The first report was drafted by Josip Celic, who commanded the clean-up operation in the Plavno Valley, on 25 August 1995. The report indicated that the special units passed through the village of Grubori and the Plavno Valley without encountering any problems and resistance from the remaining Serb forces. When the report reached Mladen Markac, the special police commander, Celic was called to report immediately to the Gracac headquarters. Markac and his deputy Zeljko Sacic then told him that they were not happy with his report and demanded that he draft a new one where he would talk about the fighting which resulted in civilian victims. To speed up the process, the new report was dictated to him by Sacic.

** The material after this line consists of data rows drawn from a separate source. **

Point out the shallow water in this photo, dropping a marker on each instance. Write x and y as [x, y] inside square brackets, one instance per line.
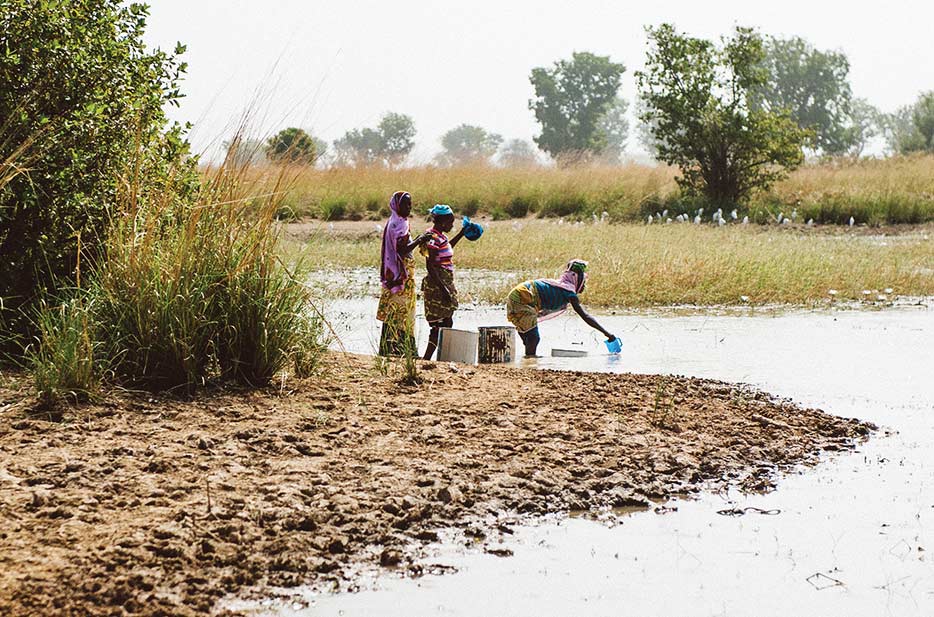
[854, 535]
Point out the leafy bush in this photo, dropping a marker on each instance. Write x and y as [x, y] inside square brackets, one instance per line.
[77, 73]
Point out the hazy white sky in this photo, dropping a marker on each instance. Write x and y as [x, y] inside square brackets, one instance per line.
[333, 66]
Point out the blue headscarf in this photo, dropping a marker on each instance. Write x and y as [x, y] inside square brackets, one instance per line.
[440, 210]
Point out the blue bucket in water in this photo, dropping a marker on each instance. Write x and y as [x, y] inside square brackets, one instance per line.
[472, 231]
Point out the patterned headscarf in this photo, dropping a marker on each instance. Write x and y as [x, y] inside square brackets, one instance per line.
[392, 272]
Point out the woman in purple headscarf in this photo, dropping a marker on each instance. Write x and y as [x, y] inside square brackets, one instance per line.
[397, 276]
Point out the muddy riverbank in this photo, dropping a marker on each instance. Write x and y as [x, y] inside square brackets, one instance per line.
[152, 505]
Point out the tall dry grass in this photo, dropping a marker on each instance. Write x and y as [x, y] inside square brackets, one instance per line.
[874, 192]
[355, 194]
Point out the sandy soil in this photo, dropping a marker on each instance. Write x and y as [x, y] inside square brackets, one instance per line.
[150, 505]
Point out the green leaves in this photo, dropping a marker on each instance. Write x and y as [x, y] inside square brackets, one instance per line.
[79, 86]
[388, 144]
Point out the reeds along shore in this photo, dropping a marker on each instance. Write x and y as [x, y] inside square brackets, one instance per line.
[872, 191]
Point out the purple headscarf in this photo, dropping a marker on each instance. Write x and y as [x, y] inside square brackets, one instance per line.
[392, 272]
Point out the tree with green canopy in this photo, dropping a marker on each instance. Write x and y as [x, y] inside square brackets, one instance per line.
[570, 100]
[388, 144]
[697, 98]
[468, 144]
[292, 145]
[79, 75]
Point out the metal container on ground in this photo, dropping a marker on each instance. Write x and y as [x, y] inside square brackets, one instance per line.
[457, 346]
[497, 344]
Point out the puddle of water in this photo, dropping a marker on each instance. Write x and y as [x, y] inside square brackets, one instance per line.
[854, 535]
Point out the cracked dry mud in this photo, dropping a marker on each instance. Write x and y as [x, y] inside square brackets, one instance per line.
[151, 505]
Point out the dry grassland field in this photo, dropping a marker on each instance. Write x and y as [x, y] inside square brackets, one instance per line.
[639, 265]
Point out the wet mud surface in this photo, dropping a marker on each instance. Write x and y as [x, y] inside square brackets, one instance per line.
[151, 505]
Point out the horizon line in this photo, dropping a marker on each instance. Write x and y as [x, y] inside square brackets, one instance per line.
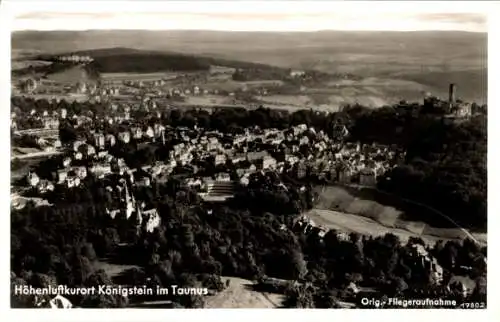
[255, 31]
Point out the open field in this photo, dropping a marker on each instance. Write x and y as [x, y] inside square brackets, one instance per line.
[412, 61]
[112, 270]
[240, 295]
[20, 64]
[140, 76]
[339, 208]
[70, 76]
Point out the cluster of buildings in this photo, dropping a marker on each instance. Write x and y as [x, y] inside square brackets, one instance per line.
[75, 59]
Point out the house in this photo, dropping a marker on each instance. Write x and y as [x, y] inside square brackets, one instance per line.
[77, 144]
[136, 132]
[223, 177]
[462, 109]
[368, 177]
[150, 132]
[344, 173]
[45, 186]
[268, 162]
[101, 169]
[87, 150]
[124, 136]
[33, 179]
[462, 285]
[151, 219]
[72, 181]
[143, 182]
[220, 159]
[110, 139]
[80, 172]
[51, 123]
[99, 140]
[61, 175]
[66, 162]
[254, 157]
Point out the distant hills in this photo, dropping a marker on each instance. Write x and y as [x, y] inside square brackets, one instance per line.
[431, 60]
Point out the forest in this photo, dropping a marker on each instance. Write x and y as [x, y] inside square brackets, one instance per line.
[445, 159]
[193, 246]
[198, 242]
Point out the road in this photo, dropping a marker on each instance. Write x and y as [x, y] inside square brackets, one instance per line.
[34, 155]
[447, 218]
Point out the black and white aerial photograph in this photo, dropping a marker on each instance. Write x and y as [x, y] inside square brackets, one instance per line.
[315, 155]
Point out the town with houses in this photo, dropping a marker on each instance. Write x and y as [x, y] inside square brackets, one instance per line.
[146, 149]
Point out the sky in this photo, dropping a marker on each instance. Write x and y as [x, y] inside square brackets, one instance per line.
[249, 16]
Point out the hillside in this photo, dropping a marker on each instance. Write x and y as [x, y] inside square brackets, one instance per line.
[430, 60]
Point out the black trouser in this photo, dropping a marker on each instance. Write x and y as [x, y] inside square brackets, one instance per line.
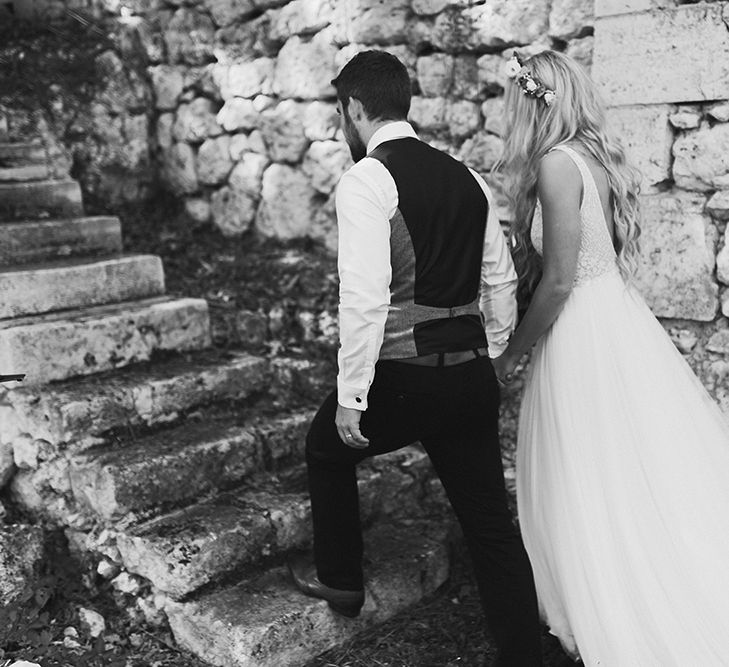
[453, 412]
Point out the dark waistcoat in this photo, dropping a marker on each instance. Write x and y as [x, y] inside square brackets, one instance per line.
[436, 249]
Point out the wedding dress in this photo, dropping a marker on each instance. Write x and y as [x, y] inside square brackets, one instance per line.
[622, 476]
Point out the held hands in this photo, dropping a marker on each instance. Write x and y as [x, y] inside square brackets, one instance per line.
[505, 366]
[347, 422]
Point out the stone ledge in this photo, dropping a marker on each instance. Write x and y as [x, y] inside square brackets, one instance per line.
[79, 283]
[139, 395]
[266, 622]
[184, 550]
[81, 342]
[180, 464]
[33, 241]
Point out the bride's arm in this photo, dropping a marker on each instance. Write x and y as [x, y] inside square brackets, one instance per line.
[560, 190]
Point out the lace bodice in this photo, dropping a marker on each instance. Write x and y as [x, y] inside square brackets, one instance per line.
[597, 254]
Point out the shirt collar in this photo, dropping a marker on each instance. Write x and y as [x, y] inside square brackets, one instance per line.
[395, 130]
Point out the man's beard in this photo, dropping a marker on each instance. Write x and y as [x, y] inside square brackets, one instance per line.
[356, 146]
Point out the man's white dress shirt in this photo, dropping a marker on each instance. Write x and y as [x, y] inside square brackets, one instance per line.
[366, 200]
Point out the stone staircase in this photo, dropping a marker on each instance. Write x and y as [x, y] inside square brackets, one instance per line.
[175, 469]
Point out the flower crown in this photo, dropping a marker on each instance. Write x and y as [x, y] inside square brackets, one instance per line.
[522, 76]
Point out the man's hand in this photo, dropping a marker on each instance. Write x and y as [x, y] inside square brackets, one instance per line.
[347, 421]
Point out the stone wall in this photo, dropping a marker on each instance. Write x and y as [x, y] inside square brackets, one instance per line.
[663, 67]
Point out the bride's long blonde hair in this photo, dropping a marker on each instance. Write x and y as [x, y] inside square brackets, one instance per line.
[532, 128]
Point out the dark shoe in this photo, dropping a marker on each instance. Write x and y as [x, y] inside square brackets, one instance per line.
[346, 603]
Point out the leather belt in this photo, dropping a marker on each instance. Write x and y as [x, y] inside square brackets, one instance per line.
[439, 359]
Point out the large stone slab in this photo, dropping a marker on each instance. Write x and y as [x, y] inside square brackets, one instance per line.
[187, 549]
[178, 464]
[266, 622]
[77, 283]
[33, 241]
[67, 412]
[40, 199]
[678, 247]
[647, 137]
[670, 56]
[81, 342]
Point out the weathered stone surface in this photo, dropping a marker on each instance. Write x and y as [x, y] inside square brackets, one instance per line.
[247, 176]
[482, 151]
[66, 412]
[302, 17]
[718, 205]
[677, 263]
[33, 241]
[233, 211]
[304, 69]
[21, 554]
[168, 82]
[702, 159]
[283, 131]
[196, 121]
[665, 44]
[266, 622]
[245, 79]
[40, 199]
[213, 160]
[463, 118]
[435, 74]
[287, 205]
[493, 112]
[429, 113]
[225, 12]
[324, 164]
[80, 342]
[198, 209]
[647, 138]
[77, 283]
[321, 121]
[685, 120]
[496, 24]
[569, 18]
[371, 21]
[178, 169]
[189, 37]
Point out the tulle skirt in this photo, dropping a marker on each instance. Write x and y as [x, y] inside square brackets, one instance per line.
[623, 488]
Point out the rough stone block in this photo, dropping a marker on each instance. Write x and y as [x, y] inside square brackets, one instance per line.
[40, 199]
[647, 137]
[658, 58]
[702, 158]
[79, 283]
[80, 342]
[266, 622]
[677, 263]
[66, 412]
[33, 241]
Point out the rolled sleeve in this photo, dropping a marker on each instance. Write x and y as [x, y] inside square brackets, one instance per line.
[365, 274]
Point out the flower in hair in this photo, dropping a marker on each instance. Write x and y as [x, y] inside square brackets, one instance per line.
[523, 77]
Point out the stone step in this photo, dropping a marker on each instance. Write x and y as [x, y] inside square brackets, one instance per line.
[184, 550]
[57, 346]
[38, 240]
[79, 283]
[24, 173]
[180, 464]
[266, 622]
[40, 199]
[19, 154]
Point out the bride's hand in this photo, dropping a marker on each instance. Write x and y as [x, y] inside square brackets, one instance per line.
[504, 366]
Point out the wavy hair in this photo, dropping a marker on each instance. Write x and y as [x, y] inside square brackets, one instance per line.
[532, 129]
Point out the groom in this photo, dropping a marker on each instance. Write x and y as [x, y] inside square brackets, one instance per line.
[420, 249]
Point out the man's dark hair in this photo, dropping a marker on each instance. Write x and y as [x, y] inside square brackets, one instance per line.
[378, 80]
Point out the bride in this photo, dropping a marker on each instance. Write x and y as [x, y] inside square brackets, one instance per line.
[623, 457]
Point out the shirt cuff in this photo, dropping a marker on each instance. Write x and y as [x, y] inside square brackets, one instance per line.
[352, 397]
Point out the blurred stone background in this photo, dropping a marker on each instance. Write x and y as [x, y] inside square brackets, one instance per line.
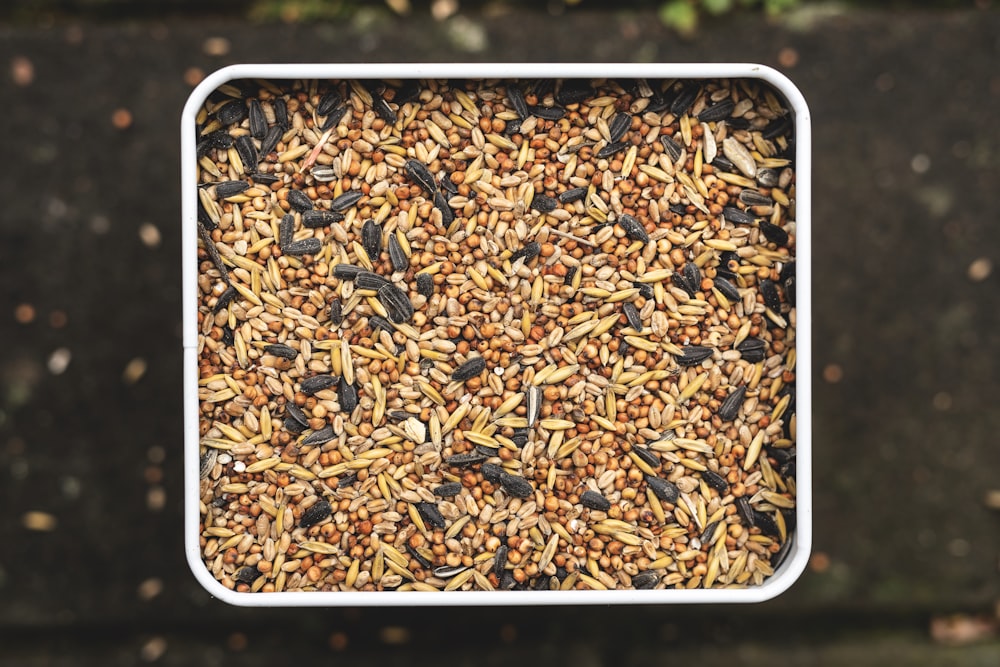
[906, 555]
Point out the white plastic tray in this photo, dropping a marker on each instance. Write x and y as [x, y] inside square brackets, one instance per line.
[796, 561]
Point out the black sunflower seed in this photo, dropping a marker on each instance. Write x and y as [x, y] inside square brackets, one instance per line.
[469, 369]
[753, 350]
[248, 154]
[685, 98]
[317, 383]
[716, 112]
[766, 523]
[645, 580]
[768, 177]
[715, 481]
[619, 125]
[632, 315]
[425, 285]
[280, 113]
[248, 574]
[383, 110]
[369, 280]
[316, 513]
[270, 141]
[418, 172]
[230, 188]
[500, 560]
[648, 457]
[303, 247]
[328, 102]
[397, 257]
[569, 196]
[299, 201]
[281, 350]
[464, 460]
[448, 490]
[737, 216]
[663, 489]
[672, 148]
[258, 124]
[220, 139]
[726, 288]
[347, 396]
[610, 149]
[769, 291]
[371, 239]
[232, 112]
[422, 556]
[754, 198]
[224, 299]
[528, 252]
[346, 200]
[396, 303]
[516, 99]
[547, 113]
[774, 233]
[516, 487]
[544, 203]
[694, 355]
[492, 472]
[633, 228]
[730, 407]
[322, 436]
[286, 231]
[745, 511]
[295, 412]
[595, 501]
[320, 218]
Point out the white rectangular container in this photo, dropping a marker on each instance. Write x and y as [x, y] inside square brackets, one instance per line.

In an interview with the ICTY investigators in 2005, Turkalj said that he had heard Sacic tell Cermak that the Grubori incident should be depicted as a chance incident in which civilians were killed in cross-fire ‘regardless of whether it’s true or not’. According to Turkalj’s evidence, this was said on 31 August 1995 in Cermak’s office in Knin, immediately after the visit of the army and police representatives to Grubori. Celic told him then that ‘he doesn’t know what happened’ during the Plavno operation, Turkalj claims.

A day after the visit to Grubori, Turkalj summoned all subordinate commanders of the Lucko Unit to come to Zagreb, on Markac’s orders. They were then ordered to draft new reports on the operation conducted in the Plavno Valley. In that document, Josip Celic stated that there had been fighting but Turkalj claims that he didn’t find it peculiar that only a day earlier Celic told him he knew nothing about the incident. In his evidence, Celic stated that in Zagreb he only signed a typed version of the report Sacic had dictated to him a few days before.

In an effort to prove that the cover-up of the murders in Grubori continued over the years that followed, the prosecutor showed an order General Markac issued in 1999, calling for the decommissioning and deletion from the military records of some of the weapons used in the Plavno Valley clean-up despite the fact that an investigation was still underway at the time and the ballistics analysis was not yet completed. In the course of his evidence Turkalj tried to protect his former commander General Markac, saying that there was nothing unusual about that and that it was just a ‘routine thing’.